The twinned idea of a heckler as flax factory laborer and as belligerent advocate of radical social change connects to Cunningham’s acute consciousness of the social and ethical implications of society’s careless consumption of the products of trade labor. Her socially engaged and formally aesthetic work stems from multiple sources, including her liberal upbringing on a commune, her undergraduate studies at the Institute of American Indian Arts in New Mexico, her graduate studies in the dynamic studio art department at the University of California, Los Angeles, and her work as a research engineer in the physics department at UCLA. In addition, Cunningham’s practice fits into a broader context of artists who question traditional notions of art’s role in society by creating works that require the participation of the viewer. By coaxing our interaction, artists like Lygia Clark, Hélio Oiticia, and Rirkrit Tiravanija encourage us to become emotionally, psychologically, and physically absorbed in their work. The merging of art and life as exemplified by “situations to be lived” in the work of these artists connects to Cunningham’s interest in collective effort, craft-making communities, and an intimacy between maker and the object that often expands into social action. The themes their work shares— active engagement rather than passive meditation, the impact of an architecturally determined space, and the transformative, emancipatory potential of the creative act—are addressed in Cunningham’s work.
Brazilian artist Lygia Clark particularly resonates for Cunningham as a female artist who redefined the relationship between art and society.
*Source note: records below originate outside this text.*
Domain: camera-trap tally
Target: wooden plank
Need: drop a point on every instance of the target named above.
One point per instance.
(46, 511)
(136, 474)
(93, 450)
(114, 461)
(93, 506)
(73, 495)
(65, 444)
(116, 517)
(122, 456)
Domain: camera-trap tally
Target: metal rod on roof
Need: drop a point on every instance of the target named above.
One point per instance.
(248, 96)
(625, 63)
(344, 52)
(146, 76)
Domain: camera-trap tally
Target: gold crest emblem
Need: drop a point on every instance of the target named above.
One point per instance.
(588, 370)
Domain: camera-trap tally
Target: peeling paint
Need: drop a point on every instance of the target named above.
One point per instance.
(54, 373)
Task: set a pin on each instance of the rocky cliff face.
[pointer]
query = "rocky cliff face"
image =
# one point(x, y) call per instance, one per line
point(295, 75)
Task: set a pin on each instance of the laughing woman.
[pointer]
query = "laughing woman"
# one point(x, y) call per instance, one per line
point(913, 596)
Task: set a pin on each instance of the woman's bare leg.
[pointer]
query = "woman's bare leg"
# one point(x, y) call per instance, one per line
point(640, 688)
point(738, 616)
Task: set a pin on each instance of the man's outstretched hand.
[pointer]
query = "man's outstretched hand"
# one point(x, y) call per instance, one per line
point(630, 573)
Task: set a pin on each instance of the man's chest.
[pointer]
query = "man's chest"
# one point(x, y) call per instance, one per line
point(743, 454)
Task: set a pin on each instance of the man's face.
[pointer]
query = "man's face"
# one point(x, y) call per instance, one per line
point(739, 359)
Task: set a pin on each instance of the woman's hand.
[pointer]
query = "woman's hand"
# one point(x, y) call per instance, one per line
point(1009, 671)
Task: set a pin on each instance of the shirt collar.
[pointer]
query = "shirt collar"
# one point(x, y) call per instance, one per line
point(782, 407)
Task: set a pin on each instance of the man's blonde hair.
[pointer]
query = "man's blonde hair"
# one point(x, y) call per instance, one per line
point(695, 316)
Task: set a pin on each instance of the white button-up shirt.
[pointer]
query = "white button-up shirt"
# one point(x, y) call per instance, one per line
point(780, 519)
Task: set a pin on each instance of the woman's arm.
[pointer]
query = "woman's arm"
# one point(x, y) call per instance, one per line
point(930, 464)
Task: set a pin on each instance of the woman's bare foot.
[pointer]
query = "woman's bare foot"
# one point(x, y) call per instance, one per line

Dealing with the inner life and emotion, Clark experimented during the 1960s and 1970s with a psychological and physical engagement with the body, explored art as a therapeutic tool, and advocated for unpredictability in the work’s final form. For her interactive art pieces, Clark used everyday objects that only acquired significance if they came into direct contact with a participant’s body. This broad and democratic approach to art making and audience continues to inspire Cunningham.
Underlying all these interconnected layers of Cunningham’s work, in particular her interest in a democratic approach to art, is an exploration and engagement with abstraction. For the artist, abstract art has the potential to generate new conversations through time and changing contexts. Abstraction allows one to explore the psychic conditions of human experience, and thus provides each individual their own access to and interpretation of the unique object. Cunningham’s work ultimately succeeds because it combines a personal vision of the contemporary world and human experience with formal and creative innovations.